The following is adapted from a short essay written for a course on Gender & Sexuality at Fuller’s School of Psychology, responding to the prompt, “Some say that spirituality and sexuality are ‘two sides of the same coin.’ Discuss.” You may first want to read pt. 1, pt. 2., and pt. 3.
With that said, there are obvious connections between the spiritual and the sexual. As we understand our bodies and our relational capacity, we can be thankful to God and rejoice in the goodness of God’s creation. In contrast, our inappropriate sexual hang-ups keep us from enjoying God’s gifts. We also recognize that living under God’s reign does preclude us from certain sexual activities because we believe sex is intended for certain relational contexts. When our sexual selves are not in alignment with God’s kingdom values—be it through selfishness and exploitation, sexism, cut-off from our own emotions, avoidance of healthy commitment, or even denial of our sexual selves entirely—we sin, damaging ourselves and our relationships.
These connections between the spiritual and the sexual, however, do not make all of our spiritual lives mystically sexual or even all of our human relationships and quests for intimacy sexual in any sense beyond the mere fact of our inevitably possessing sex and gender.
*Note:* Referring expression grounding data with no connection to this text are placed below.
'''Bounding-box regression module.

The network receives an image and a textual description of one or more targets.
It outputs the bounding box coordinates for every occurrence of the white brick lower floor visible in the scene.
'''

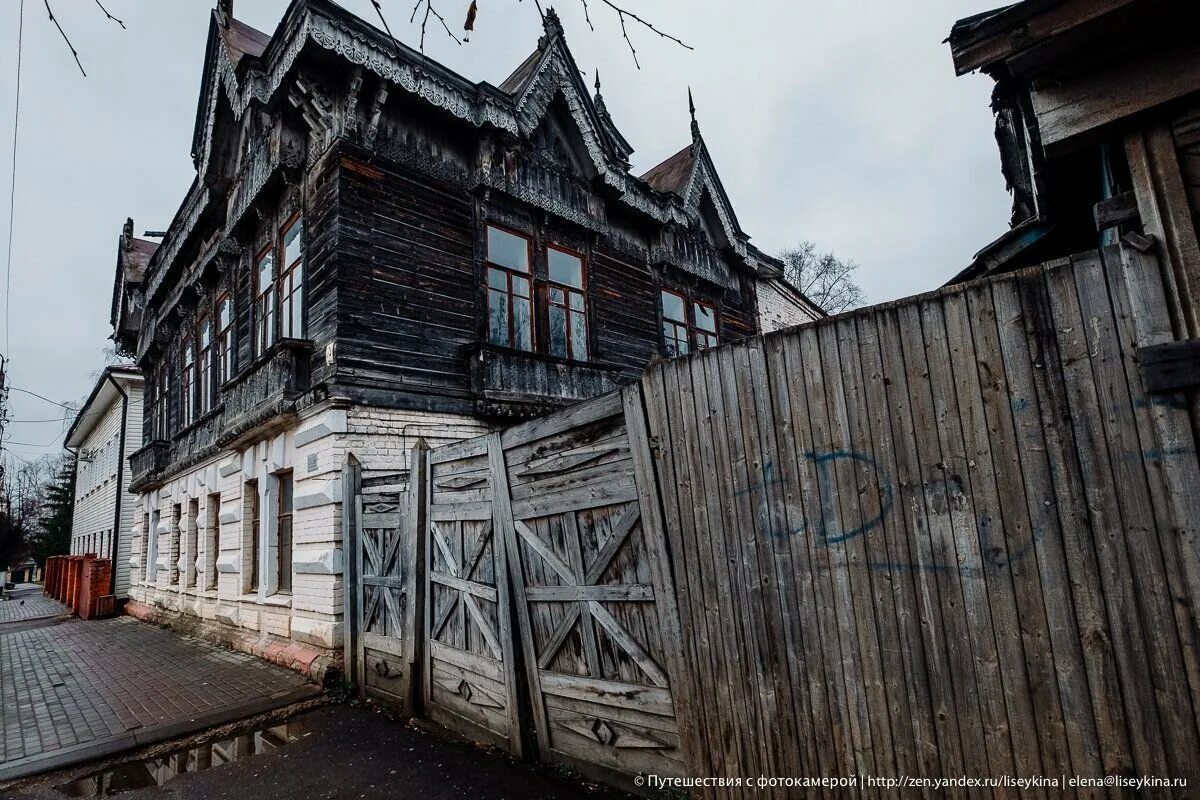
[127,402,491,657]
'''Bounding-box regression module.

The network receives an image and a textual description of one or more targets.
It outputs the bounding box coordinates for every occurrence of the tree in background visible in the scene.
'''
[29,458,75,565]
[0,457,53,569]
[780,241,866,314]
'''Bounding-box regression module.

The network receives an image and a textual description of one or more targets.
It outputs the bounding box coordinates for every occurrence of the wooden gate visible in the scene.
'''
[494,391,688,781]
[344,453,424,712]
[424,436,524,755]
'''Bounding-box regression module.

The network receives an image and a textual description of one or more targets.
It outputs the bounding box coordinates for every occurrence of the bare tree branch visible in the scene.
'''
[93,0,125,29]
[780,241,865,314]
[383,0,689,66]
[595,0,692,69]
[43,0,86,77]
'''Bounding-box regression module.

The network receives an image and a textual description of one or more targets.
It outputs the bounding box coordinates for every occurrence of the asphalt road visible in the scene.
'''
[6,704,635,800]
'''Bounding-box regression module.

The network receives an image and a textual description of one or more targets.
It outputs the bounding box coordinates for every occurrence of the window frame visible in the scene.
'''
[152,362,169,440]
[660,288,720,356]
[215,292,234,388]
[485,224,535,352]
[278,213,305,340]
[206,492,220,591]
[197,313,213,416]
[276,471,294,595]
[180,334,195,430]
[186,497,199,588]
[247,480,260,593]
[544,243,589,361]
[253,245,277,358]
[661,289,690,358]
[692,300,719,350]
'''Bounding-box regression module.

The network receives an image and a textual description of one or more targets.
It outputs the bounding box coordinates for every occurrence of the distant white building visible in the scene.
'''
[66,365,144,599]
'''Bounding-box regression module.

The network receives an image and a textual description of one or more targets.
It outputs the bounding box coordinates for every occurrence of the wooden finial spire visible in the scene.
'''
[688,87,700,139]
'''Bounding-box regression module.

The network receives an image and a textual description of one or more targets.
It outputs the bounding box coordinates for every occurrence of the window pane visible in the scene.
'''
[548,248,582,288]
[265,289,276,348]
[488,288,508,345]
[549,305,567,358]
[487,267,507,290]
[694,302,717,333]
[569,291,584,311]
[487,226,529,272]
[280,474,293,512]
[549,286,565,304]
[513,296,533,351]
[291,283,304,338]
[284,219,303,266]
[218,296,231,329]
[570,310,588,361]
[257,250,274,292]
[661,290,685,323]
[513,275,530,298]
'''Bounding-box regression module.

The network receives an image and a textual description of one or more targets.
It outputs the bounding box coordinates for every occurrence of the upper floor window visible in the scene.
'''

Similarly, sexuality and spirituality are not merely a semantic alternative to a dualism of body and spirit, seeing as embodiment encompasses more than the sexual and this dualism deserves our skepticism to begin with. A better answer to the question of how we understand sexuality and spirituality comes from an essay by William May (2007) on the various extremes of such thought. “Biblical realism requires us to acknowledge three ways of abusing sex,” he says—“to malign it with the dualists, to underestimate it with the casualists, but also to overestimate it with the sentimentalists and therefore to get angry, frustrated, and retaliatory when it fails to transcend the merely human” (p. 194). Instead, he hopes that “[o]nce we free our relationships to others from the impossible pressure to rescue us or redeem us, perhaps we can be free to enjoy them for what they are. Specifically, we can enjoy without shame and with delight a sexual relationship for the pleasurable, companionable, and fertile human good that it is” (p. 195). Only when sexuality is not the opposite of the spiritual as in Platonic dualism nor the equivalence of spirituality can sexuality be free to be what it truly is: a fabulous gift which, while connecting with the whole of our lives and beings, is not our whole lives or beings. In such a framework, which neither takes sexuality too lightly nor too seriously (in either a negative or positive sense), we are at last free to relish sex as God intended.
May, W. F. (2007). Four Mischievous Theories of Sex: Demonic, Divine, Casual, and Nuisance. In K. Scott and Michael Warren (Ed.), Perspectives on Marriage: A Reader, 3rd ed. (186-195). New York: Oxford.